The Bastides Blanches are just four little houses in Provence, not enough to even qualify as a village. The four households who live in these homes, plus the drifter Gagou, form the community at the heart of Jean Giono’s 1929 novella Hill, newly translated into English by Paul Eprile. I received this book a couple of months ago as part of my New York Review of Books Classics subscriptions, and when I saw that several bloggers were going to be participating in a readalong of the book, organized by Scott and Dorian, I decided that this would be a good time to read it.
As Hill begins, it looks like a pleasant enough depiction of rural life, but it eventually takes some dark turns, and as I approached the end, I wondered just how dark it might get. The first grim scenario involves the incipient death of Janet, the patriarch of one of the households. As he approaches death, he begins to hallucinate, imagining that there are snakes coming out of the tips of his fingers. When his son-in-law, Gondran, assures him there are no snakes, Janet scoffs:
“So you think you see everything do you, with your pathetic eyes? Can you see the wind too, you with your tremendous powers?
“When you come right down to it, you’re incapable of looking at a tree and seeing anything but a tree.
“People like you believe trees are dropped straight into the ground, with their leaves and all, and that’s the end of it, right there. Oh boy, if only it were so, it would be so easy.
As Janet raves in his bed, the little cluster of families experience other troubles. The spring runs out of water, a little girl becomes ill, a black cat appears and brings a sense of doom. And the community wants answers.
Giono shows an intense respect for nature in this book, in part through his descriptions of the surroundings and the expressed need to preserve them but also through showing nature’s power to change lives, for good or for bad. Nature is a living thing, as Godron realizes when he’s out working in the field and suddenly comes upon and furiously attacks a small lizard.
He’s caused flesh and blood to suffer, flesh just like his own.
So all around him, on this earth, does every action have to lead to suffering?
Is he directly to blame for the suffering of plants and animals?
Can he not even cut down a tree without committing murder?
It’s true, when he cuts down a tree, he does kill.
And when he scythes, he slays.
So that’s the way it is–is he killing all the time? Is he living like a gigantic, runaway barrel, leveling everything in his path?
It seems to me that this line of thought is just one of the characters’ many attempts to try to create a sense of order in the world. Nature makes them suffer because they make nature suffer.

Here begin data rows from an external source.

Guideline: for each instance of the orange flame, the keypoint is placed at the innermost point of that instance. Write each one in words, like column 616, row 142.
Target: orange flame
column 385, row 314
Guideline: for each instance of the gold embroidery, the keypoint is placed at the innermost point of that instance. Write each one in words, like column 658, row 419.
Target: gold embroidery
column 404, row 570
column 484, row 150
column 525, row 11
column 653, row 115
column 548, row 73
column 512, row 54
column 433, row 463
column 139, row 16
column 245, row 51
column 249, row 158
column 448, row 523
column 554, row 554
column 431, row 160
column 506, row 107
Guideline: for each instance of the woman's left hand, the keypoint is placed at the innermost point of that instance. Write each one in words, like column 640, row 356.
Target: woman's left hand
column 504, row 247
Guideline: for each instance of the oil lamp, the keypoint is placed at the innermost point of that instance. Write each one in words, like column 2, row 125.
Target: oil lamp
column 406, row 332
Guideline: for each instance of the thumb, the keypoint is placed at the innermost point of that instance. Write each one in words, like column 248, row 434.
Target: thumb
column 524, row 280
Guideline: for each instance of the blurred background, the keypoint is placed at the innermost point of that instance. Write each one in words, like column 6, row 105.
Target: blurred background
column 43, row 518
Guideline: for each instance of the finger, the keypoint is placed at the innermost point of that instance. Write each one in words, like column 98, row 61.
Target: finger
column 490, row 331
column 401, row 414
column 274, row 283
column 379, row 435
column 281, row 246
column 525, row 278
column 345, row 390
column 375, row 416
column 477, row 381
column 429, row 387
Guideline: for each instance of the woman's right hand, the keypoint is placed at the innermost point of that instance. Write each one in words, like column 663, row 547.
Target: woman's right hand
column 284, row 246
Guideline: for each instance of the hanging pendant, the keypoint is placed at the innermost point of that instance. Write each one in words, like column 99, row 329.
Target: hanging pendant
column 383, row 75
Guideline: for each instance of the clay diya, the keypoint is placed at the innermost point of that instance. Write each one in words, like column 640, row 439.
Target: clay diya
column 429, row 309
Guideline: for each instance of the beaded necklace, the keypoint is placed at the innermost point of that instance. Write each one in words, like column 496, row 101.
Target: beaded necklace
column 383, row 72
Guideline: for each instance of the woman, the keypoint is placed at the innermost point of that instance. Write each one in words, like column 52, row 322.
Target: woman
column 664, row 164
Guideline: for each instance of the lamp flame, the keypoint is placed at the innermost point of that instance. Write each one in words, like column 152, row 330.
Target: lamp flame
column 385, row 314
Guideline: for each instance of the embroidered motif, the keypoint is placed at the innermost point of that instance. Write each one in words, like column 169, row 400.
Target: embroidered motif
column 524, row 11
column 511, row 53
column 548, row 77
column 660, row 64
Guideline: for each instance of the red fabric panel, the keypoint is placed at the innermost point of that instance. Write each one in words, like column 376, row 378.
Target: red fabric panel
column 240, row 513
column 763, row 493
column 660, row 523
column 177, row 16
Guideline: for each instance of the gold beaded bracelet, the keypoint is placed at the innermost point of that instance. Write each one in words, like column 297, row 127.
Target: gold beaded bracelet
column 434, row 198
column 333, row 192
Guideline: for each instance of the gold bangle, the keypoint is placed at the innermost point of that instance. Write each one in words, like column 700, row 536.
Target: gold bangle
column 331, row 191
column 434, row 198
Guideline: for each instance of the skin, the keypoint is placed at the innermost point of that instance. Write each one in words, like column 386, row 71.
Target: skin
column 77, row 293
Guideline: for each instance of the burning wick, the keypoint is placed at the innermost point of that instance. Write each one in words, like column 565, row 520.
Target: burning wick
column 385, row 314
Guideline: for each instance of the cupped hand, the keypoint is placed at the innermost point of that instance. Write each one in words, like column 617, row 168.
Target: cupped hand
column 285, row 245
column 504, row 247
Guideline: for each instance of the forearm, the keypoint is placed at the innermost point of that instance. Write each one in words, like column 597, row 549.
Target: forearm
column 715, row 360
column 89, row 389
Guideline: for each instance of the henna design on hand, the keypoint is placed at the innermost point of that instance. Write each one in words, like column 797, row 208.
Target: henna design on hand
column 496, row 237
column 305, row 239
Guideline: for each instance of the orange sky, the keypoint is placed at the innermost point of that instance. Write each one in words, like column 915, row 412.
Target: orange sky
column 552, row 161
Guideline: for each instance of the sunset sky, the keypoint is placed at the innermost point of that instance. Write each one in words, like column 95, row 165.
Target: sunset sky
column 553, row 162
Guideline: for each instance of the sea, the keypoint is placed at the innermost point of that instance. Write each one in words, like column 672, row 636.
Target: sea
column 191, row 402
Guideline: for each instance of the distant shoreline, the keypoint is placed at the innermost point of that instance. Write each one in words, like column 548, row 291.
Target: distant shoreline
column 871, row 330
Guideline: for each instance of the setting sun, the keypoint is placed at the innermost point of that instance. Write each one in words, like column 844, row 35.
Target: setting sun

If they can understand the logic of the world, perhaps even see ahead, they’ll be able to control it. It’s an impossible hope, of course, and the attempt nearly tears the community apart. Yet being in community is the thing most likely to save them all.
This is a short book, that accelerates quickly once it gets going. The momentum that builds shows how panic and fear can spread, leading to disaster. But the converse is that healthy fear is needed to prevent destruction. Giono shows both reactions at work. There’s a lot here to ponder, and I look forward to seeing what others made of the story.